Um festival dedicado ao violoncelo traz Antonio Meneses interpretando a integral das Suítes para violoncelo de Bach, além de Fabio Presgrave (com Max Uriarte), Rafael Cesario (com André Mehmari) e Gustavo Tavares (com Maria Teresa Madeira), entre outros, com o bônus de um octeto de cellos tocando peças de Villa-Lobos e Mario Tavares.
O incontornável centenário da Semana de 22 ganha um foco local, com o Festival Modernistas Cariocas. “A partir das pesquisas preciosas de Manoel Correa do Lago em seu livro O círculo Veloso-Guerra e Darius Milhaud no Brasil - Modernismo musical no Rio de Janeiro antes da Semana, crio programas com o que era ouvido aqui no Rio antes da Semana de 22. Vamos fazer uma obra da Nininha. É levantar o véu da história, ouvindo Glauco Velásquez, Henrique Oswald, Nepomuceno, criadores que já tinham linguagens harmônicas surpreendentes”, explica.

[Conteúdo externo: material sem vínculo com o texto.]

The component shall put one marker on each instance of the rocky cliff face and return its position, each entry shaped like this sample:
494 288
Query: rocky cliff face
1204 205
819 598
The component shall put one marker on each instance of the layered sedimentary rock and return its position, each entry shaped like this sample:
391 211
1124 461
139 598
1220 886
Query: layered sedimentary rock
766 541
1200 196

Ópera de câmera também terá lugar na Sala em 2022. “Apesar de ser um conceito elástico no número de cantores, coro, instrumentistas, aqui o mais importante é que a obra seja adequada às condições da Sala Cecilia Meireles – não temos fosso nem caixa preta, e por outro lado temos recursos de projeção, iluminação, espaços singulares que podem ser muito bem aproveitados”, pontua o diretor. “Teremos a estreia no Rio de O doido e a morte, do português Alexandre Delgado, com o grupo Toy Ensemble, também de Portugal. E, no Dia das Crianças, celebraremos os 80 anos de Jorge Antunes com duas de suas óperas infantis."

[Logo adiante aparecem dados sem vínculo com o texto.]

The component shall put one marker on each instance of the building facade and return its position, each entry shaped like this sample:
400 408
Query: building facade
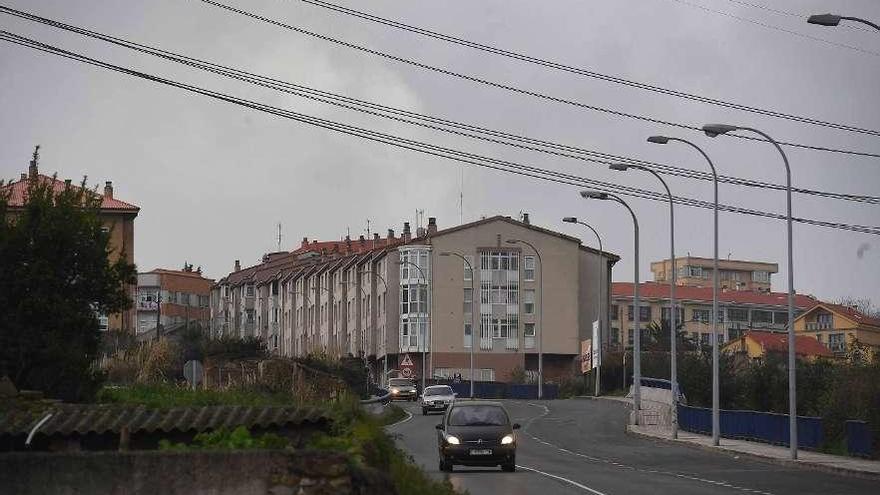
409 297
738 311
733 274
117 217
172 299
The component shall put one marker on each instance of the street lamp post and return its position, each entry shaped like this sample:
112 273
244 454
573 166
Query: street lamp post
473 313
385 326
540 315
716 385
637 346
672 328
599 276
421 340
833 20
714 130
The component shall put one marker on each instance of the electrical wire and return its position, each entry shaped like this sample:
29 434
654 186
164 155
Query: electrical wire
514 89
426 148
426 121
578 70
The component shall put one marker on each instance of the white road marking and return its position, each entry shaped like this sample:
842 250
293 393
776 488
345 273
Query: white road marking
560 478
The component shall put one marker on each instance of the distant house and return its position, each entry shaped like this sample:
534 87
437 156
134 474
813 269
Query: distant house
758 345
837 326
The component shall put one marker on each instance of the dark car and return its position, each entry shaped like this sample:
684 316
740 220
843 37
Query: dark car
477 433
403 389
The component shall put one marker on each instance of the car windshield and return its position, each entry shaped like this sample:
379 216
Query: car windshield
478 416
438 391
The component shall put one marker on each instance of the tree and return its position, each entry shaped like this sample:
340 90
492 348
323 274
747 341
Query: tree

O Festival de Orquestra Juvenis franqueia o palco da Sala para ações sociomusicais em curso. “São projetos que usam a música como ferramenta de integração social. Incluo aí o projeto Sinos, da Funarte e da UFRJ, e o Vale Música, que também sintetizam esses objetivos.” E, esse ano, sete master classes vão fazer a ponte entre grandes intérpretes e os jovens músicos, com Jean Louis Steuerman, Nelson Faria, Gilson Peranzetta, Antonio Meneses , Fábio Zanon, o Quarteto Carlos Gomes e Andrew Simpson.
Por fim, uma continuidade que embute novidades. O Programa Gestores, que abre espaço para jovens músicos viverem o dia a dia da casa de concertos no treinamento para a função, entra na terceira edição, mantendo sua estrutura de formação com palestras, aulas, vivências e uma parte prática, de programação de concertos para o Espaço anexo Guiomar Novaes.

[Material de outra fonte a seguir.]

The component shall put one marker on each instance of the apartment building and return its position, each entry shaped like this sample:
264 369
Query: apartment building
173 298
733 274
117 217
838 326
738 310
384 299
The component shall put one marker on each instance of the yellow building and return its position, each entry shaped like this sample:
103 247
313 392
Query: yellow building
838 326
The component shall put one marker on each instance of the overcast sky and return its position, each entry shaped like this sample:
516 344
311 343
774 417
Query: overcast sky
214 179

“O que muda é a apresentação do produto final, as séries de concertos que vão ao público”, explica Ripper. “Esses eventos serão concentrados e mostrados em sequência, num festival em novembro.” Dos alunos do ano passado, um deles já garantiu espaço na própria Sala: o regente Éder Paolozzi é agora assistente artístico de Ripper. “Há 18 anos, Edino Krieger me chamou para esse posto. Agora, é a vez de trazer o Éder.”